The Solution: Event-Driven Microservices
We decided to split the application into domain-driven microservices. We chose NestJS for its native support for microservices and strict architectural patterns (Modules, Providers, Controllers).
Architecture Overview
- API Gateway (NestJS): The entry point. Handles authentication (JWT), rate limiting, and request validation/routing.
- Auth Service: Manages users, roles, and tokens.
- Media Service (Worker): Consumes messages to process images/video.
- Notification Service: Sends emails/Push/Websockets.
Asynchronous Communication with RabbitMQ
To decouple the services, we avoided direct HTTP (REST/gRPC) calls for write operations. Instead, we used RabbitMQ as a message broker.
// The Better Way: Producer (API Gateway)
@Post('process')
async processImage(@Body() data: ImageDto) {
// Returns immediately to the user
this.client.emit('image_uploaded', data);
return { status: 'queued', timestamp: new Date() };
}
// Consumer (Worker Service)
@EventPattern('image_uploaded')
async handleImageUpload(@Payload() data: ImageDto) {
// Processes in background, scaling independently
await this.imageProcessor.resize(data);
// Emits processing_complete event when done
this.eventBus.emit('processing_complete', { id: data.id });
}
Handling Data Consistency: The Saga Pattern
One of the biggest challenges in microservices is distributed transactions. You can't just BEGIN TRANSACTION across three different databases.
We implemented the Choreography-based Saga pattern. Each service listens for events and performs a local transaction. If a step fails, a "Compensating Transaction" (or rollback event) is triggered to undo previous changes.

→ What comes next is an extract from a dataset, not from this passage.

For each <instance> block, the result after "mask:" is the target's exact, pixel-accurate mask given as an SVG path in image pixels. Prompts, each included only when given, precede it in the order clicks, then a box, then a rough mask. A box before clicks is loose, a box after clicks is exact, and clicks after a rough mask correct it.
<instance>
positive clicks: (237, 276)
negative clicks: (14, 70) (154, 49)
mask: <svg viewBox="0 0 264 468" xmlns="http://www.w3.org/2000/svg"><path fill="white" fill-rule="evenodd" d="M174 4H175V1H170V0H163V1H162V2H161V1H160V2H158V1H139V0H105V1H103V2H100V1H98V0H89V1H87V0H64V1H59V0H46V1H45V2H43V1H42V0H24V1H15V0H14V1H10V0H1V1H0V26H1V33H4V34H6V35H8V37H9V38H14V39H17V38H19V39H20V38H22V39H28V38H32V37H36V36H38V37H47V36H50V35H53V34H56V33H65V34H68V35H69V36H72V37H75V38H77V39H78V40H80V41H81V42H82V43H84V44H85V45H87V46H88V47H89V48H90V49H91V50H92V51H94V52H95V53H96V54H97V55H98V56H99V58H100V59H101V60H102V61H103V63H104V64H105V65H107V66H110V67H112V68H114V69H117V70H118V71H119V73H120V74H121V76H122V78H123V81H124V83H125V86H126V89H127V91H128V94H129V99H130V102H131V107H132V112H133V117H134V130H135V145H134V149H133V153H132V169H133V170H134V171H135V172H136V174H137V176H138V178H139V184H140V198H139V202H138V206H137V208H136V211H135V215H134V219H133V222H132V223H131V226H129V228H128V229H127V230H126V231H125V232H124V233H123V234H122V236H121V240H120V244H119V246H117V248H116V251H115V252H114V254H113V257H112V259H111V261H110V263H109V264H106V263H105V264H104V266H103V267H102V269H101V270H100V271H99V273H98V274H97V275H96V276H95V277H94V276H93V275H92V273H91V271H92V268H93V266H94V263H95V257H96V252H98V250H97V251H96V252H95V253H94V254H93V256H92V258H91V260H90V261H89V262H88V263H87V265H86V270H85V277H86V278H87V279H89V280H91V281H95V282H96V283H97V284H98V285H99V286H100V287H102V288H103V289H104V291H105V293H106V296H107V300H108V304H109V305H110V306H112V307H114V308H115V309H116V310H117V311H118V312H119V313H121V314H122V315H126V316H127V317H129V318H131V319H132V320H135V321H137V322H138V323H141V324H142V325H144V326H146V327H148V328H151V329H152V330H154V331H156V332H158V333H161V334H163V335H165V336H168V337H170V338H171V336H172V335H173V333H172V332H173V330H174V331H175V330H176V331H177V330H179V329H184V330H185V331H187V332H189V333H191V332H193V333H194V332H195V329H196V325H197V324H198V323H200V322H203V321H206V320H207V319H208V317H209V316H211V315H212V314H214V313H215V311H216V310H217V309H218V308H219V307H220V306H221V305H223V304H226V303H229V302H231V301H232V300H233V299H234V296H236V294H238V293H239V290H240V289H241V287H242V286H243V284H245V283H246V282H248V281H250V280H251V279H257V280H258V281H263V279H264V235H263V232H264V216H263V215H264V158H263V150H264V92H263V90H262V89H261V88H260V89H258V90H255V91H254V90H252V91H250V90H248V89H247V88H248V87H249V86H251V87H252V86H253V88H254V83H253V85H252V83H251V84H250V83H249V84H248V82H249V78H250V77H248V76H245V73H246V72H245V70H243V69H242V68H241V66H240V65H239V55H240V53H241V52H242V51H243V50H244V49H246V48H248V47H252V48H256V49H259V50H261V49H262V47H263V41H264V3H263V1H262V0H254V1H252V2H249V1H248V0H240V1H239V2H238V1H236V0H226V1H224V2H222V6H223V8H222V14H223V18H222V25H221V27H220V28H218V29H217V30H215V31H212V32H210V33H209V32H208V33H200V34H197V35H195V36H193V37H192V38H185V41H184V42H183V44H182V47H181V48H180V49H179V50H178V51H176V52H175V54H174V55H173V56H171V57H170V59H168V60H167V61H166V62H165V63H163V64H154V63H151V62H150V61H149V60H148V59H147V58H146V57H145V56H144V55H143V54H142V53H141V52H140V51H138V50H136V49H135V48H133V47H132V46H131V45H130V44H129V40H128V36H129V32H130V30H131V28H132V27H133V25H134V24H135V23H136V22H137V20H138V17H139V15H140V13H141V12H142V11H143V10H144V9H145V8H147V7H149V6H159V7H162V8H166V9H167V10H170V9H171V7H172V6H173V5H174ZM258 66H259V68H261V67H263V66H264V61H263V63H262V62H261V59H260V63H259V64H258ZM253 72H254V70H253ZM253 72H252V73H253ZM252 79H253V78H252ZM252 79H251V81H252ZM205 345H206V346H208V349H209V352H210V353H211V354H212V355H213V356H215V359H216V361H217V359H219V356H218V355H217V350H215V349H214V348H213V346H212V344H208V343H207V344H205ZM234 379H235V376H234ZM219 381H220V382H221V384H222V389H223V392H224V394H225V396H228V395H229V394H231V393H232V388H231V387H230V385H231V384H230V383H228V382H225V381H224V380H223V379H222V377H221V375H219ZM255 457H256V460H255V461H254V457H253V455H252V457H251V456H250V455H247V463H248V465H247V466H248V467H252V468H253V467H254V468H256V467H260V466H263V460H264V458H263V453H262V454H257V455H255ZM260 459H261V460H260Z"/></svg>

For example, if the *Order Service* charges the user but the *Inventory Service* is out of stock, the Inventory Service emits an OrderFailed event, and the Order Service listens to it to refund the payment.
Observability with OpenTelemetry
With 15+ services running, debugging became a nightmare. "500 Internal Server Error" could mean anything.
We integrated OpenTelemetry with Jaeger to trace requests across service boundaries. By passing a TraceID in the headers (or AMQP metadata), we could visualize the entire request lifecycle.
Key Takeaways
Microservices are not a silver bullet. They introduce significant complexity:
- Deployment: You need Kubernetes or Docker Swarm.
- Debugging: Distributed tracing is mandatory.
- Latency: Network hops add overhead.
- Independent Scaling: We scaled the "Media Worker" to 50 pods during Black Friday while keeping the "Auth Service" at 3 pods.
- Fault Isolation: If the Notification Service crashes, users can still log in and buy products.
- Technology Diversity: We wrote the Image Processing service in Go for performance, while keeping the rest in Node.js.